Lyles’s confidence has grown during the early portion of his new training season. If he improves five skills in a year, he typically retains two at most for the next season. So far, he has built on only what he added last season and increased the weight he’s lifting, especially in squats and dead lifts.
“I’ve of course trained my body to do things no one else has,” Lyles said. “But I’ve never felt like I’ve slowed down that process.”
After he received his award in Monaco, Lyles approached World Athletics President Sebastian Coe. They shared a “fascinating conversation,” Coe said, about how to grow track and field in America, a topic never far from Lyles’s mind.
“He’s got some really clear views about the sport,” Coe said. “And actually, I share a lot of those views with him.”
Lyles wants to bridge the gap between, as Caine Bishop called it, “track famous and regular famous.” He started the practice of “fashion walk-ins” before meets, arriving at the track in Gucci with a camera filming. He starred in a docuseries on Peacock. He will be a featured character on a Netflix reality series set for release later this year about the world’s top sprinters, made in the vein of “Drive to Survive” and “Full Swing,” which helped raise the profile of Formula One and professional golf.
Lyles entered mainstream sporting discourse in a way he didn’t plan.
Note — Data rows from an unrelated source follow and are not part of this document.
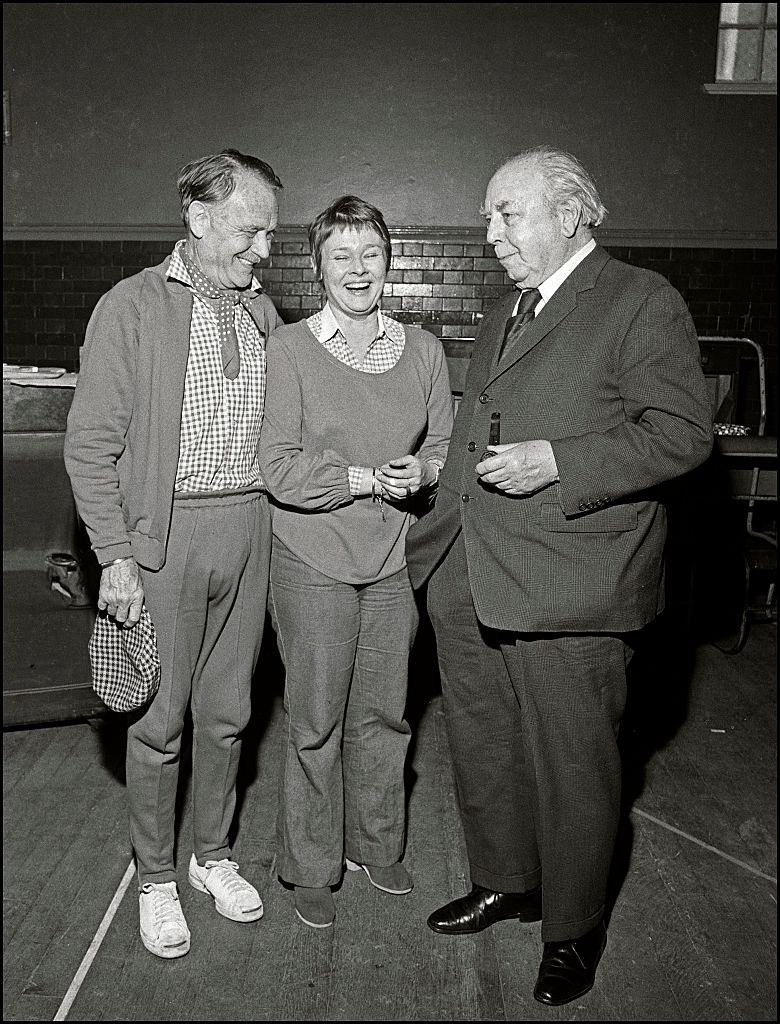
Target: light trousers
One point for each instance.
(208, 604)
(346, 653)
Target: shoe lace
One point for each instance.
(164, 906)
(227, 872)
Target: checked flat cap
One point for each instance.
(125, 663)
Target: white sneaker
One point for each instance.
(164, 931)
(233, 896)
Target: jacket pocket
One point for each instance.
(615, 519)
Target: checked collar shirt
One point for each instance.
(220, 418)
(382, 355)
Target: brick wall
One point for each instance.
(441, 282)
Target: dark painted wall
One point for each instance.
(412, 105)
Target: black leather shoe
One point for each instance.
(568, 969)
(483, 907)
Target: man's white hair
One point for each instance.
(565, 179)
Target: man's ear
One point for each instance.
(569, 215)
(198, 218)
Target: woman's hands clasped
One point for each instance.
(402, 477)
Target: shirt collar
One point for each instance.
(329, 325)
(178, 271)
(550, 287)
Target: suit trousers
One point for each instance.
(346, 650)
(532, 721)
(208, 604)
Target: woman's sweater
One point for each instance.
(321, 417)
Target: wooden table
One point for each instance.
(46, 671)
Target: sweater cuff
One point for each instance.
(112, 551)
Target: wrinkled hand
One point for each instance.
(402, 477)
(519, 469)
(121, 592)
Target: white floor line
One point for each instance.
(706, 846)
(94, 945)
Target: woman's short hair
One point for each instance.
(349, 211)
(565, 179)
(212, 179)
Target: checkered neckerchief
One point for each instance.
(220, 418)
(225, 300)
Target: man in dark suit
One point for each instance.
(545, 556)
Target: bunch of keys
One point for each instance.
(494, 437)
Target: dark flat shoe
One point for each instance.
(568, 969)
(482, 907)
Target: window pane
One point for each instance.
(738, 55)
(769, 65)
(741, 13)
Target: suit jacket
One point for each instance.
(609, 373)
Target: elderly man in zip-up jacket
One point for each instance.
(162, 453)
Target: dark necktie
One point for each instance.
(225, 301)
(516, 325)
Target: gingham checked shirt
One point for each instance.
(220, 418)
(381, 355)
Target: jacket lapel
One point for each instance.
(581, 279)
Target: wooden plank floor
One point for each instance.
(692, 934)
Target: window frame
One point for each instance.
(742, 87)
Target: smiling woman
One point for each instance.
(357, 421)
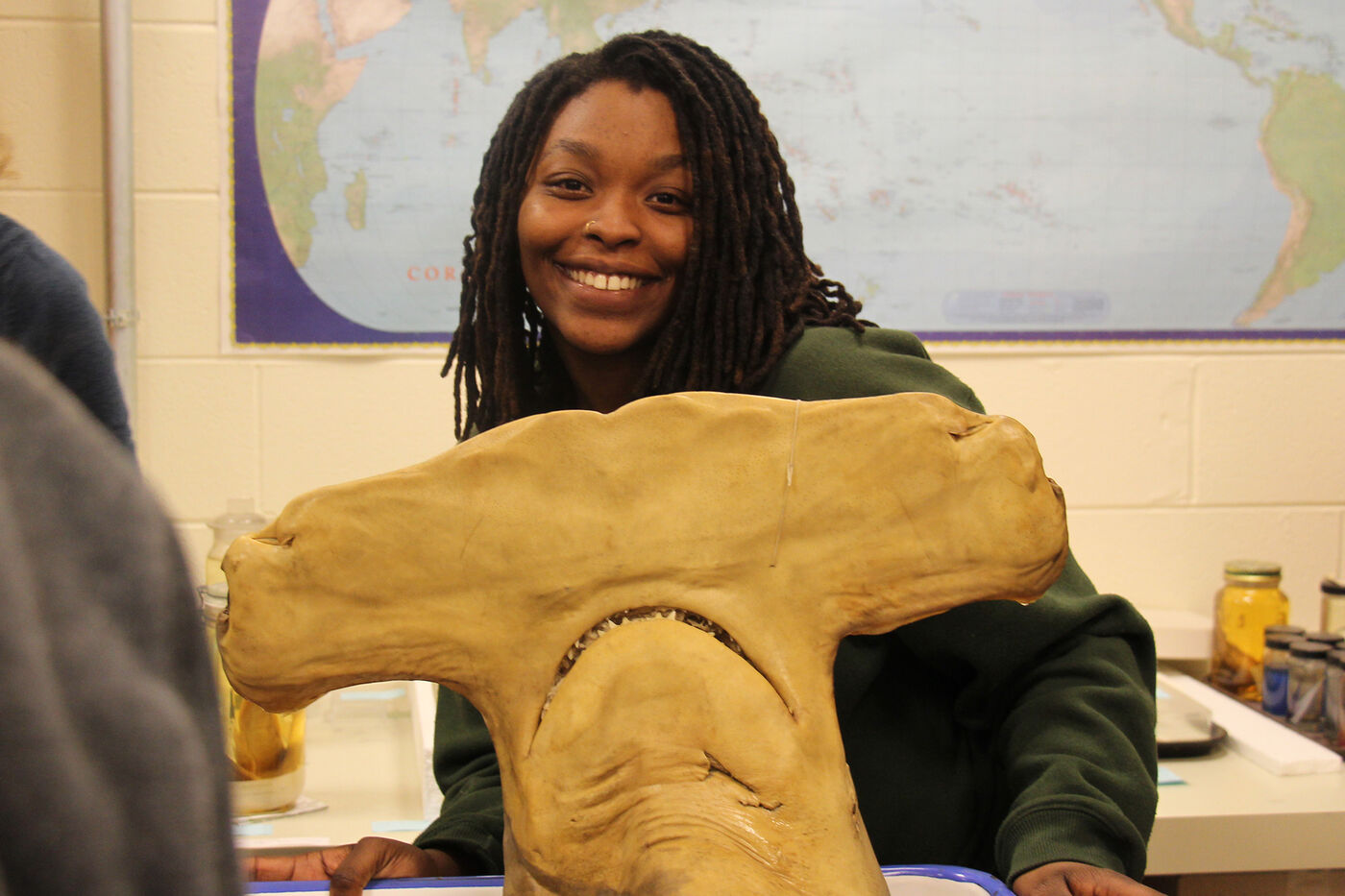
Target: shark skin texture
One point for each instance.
(646, 607)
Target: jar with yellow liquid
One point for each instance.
(265, 750)
(1244, 607)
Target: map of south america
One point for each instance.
(1304, 127)
(1028, 170)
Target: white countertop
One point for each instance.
(366, 763)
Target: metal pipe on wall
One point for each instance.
(118, 194)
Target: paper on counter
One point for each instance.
(1277, 748)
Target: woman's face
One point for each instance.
(604, 225)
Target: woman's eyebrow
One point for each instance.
(574, 147)
(589, 153)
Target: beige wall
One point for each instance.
(1173, 458)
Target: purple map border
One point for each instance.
(273, 307)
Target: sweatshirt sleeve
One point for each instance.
(1063, 690)
(471, 822)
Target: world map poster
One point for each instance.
(1018, 171)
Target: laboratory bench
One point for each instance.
(367, 764)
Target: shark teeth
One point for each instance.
(602, 281)
(629, 618)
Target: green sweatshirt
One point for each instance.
(992, 736)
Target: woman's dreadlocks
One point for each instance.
(746, 292)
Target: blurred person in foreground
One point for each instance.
(114, 778)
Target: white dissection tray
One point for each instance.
(903, 880)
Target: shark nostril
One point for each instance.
(275, 543)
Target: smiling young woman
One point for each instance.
(602, 234)
(635, 233)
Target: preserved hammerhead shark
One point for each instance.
(646, 607)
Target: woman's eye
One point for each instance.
(568, 184)
(670, 201)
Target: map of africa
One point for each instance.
(1019, 170)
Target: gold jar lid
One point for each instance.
(1251, 572)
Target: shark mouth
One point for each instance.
(634, 617)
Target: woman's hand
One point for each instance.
(1076, 879)
(350, 866)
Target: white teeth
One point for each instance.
(609, 282)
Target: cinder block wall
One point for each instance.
(1173, 458)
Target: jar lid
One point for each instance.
(1253, 568)
(1308, 648)
(1329, 638)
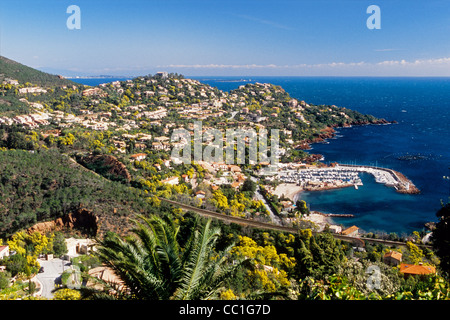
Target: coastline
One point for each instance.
(292, 191)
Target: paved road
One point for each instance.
(271, 226)
(52, 271)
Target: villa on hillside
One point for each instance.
(416, 269)
(351, 231)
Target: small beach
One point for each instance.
(293, 191)
(288, 190)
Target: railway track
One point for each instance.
(269, 226)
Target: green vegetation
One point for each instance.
(10, 69)
(98, 160)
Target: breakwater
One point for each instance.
(343, 175)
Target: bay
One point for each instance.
(418, 146)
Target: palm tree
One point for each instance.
(152, 265)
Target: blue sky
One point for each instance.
(229, 37)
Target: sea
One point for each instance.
(417, 146)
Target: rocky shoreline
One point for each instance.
(329, 132)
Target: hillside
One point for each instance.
(47, 185)
(10, 69)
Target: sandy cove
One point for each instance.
(291, 191)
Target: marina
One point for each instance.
(339, 176)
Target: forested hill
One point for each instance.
(10, 69)
(46, 185)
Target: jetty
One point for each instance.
(386, 176)
(345, 175)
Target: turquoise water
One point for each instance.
(421, 106)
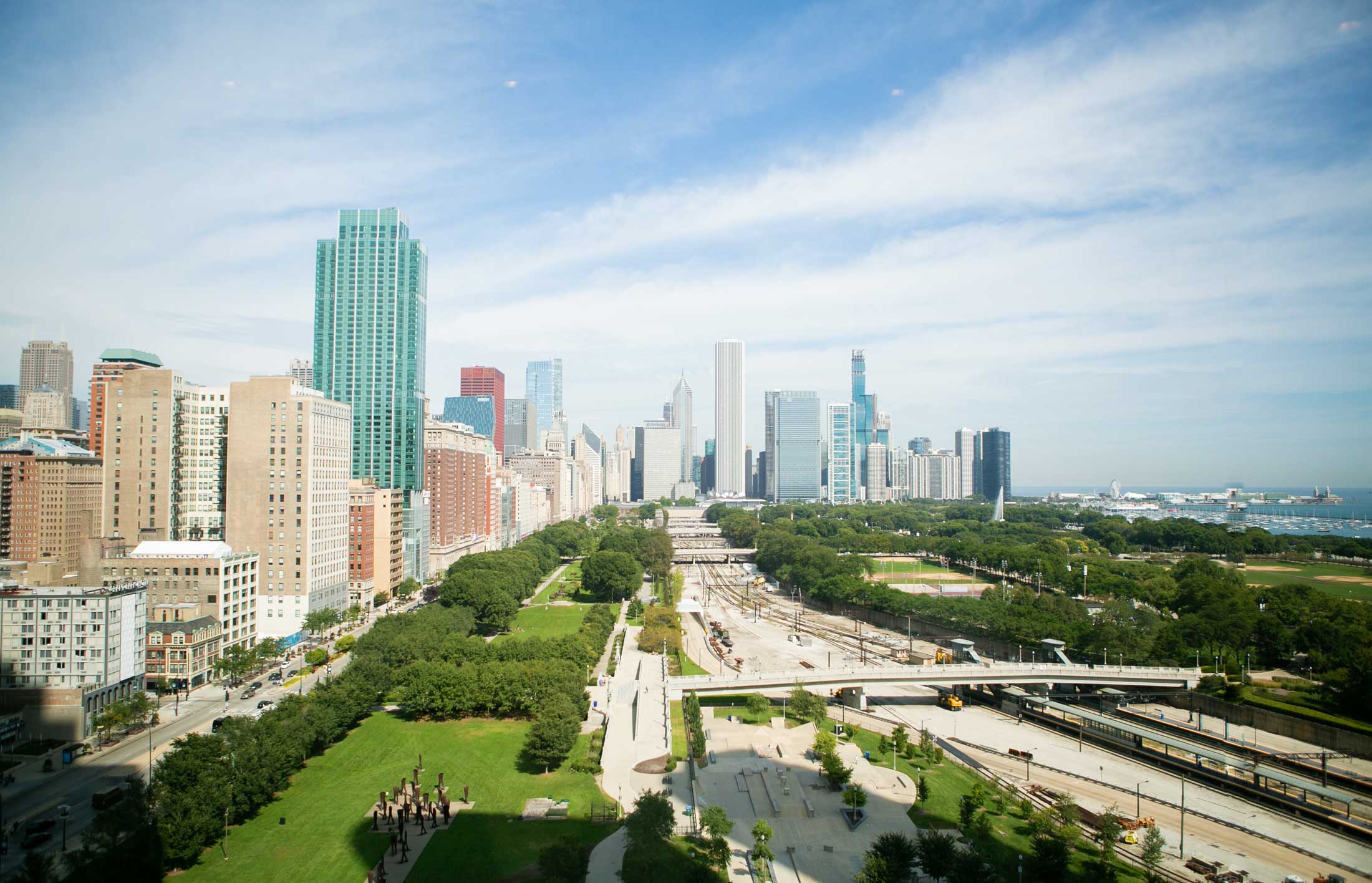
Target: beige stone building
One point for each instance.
(140, 442)
(289, 468)
(50, 504)
(376, 542)
(209, 574)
After his final gold in Budapest, Lyles questioned the practice of American professional sports league title winners, specifically the NBA, proclaiming themselves world champions. “World champion of what?” Lyles quipped. “The United States?”
Lyles went out to a club that night to celebrate. When he awoke in the morning, his phone glowed with messages from friends.
“They’re just like: ‘Bro, you need to respond back. KD is getting in on this,’ ” Lyles said. “I’m like: ‘What are you talking about? What words are you saying? What are you saying? Because you can’t be talking about the basketball player.’ They’re like, ‘No, bro, go to Twitter.’ ”
Durant, who called himself a fan of Lyles, had written on Instagram under a clip of Lyles’s sound bite, “Somebody help this brother.” Draymond Green chimed in. Drake, the rapper, poked fun of NBA players piling on.
“Okay,” Lyles remembers thinking, “this is getting a little bigger than I thought.”
With input from his agent, Lyles decided against responding. Stephen A. Smith apologized for calling him “flagrantly ignorant” on First Take. Giannis Antetokounmpo went on a podcast and agreed with him. After the United States failed to medal in the FIBA World Cup, many U.S. NBA players committed to the Olympics.
“What’s funny is now all these basketball players are saying they’re going to be on the Olympic team, which I assume they were going to say,” Lyles said. “A lot of people were like: ‘No, they did this because of Noah. He called them out, and now they all want to be on the Olympic team!’ I don’t think it had anything to do with me. If I get a mention in the next Dream Team documentary, I think that would be pretty funny.”
In Paris, Lyles would like to meet some of the NBA players he provoked. But the schedule will not allow it. He will be training during the first week and competing during the second, trying to win his first Olympic golds and maybe break a world record. He already can imagine a packed stadium, so different from Tokyo.
“I saw the stadium is purple,” Lyles said. “And my favorite color is purple. So I think this stadium was made for me.”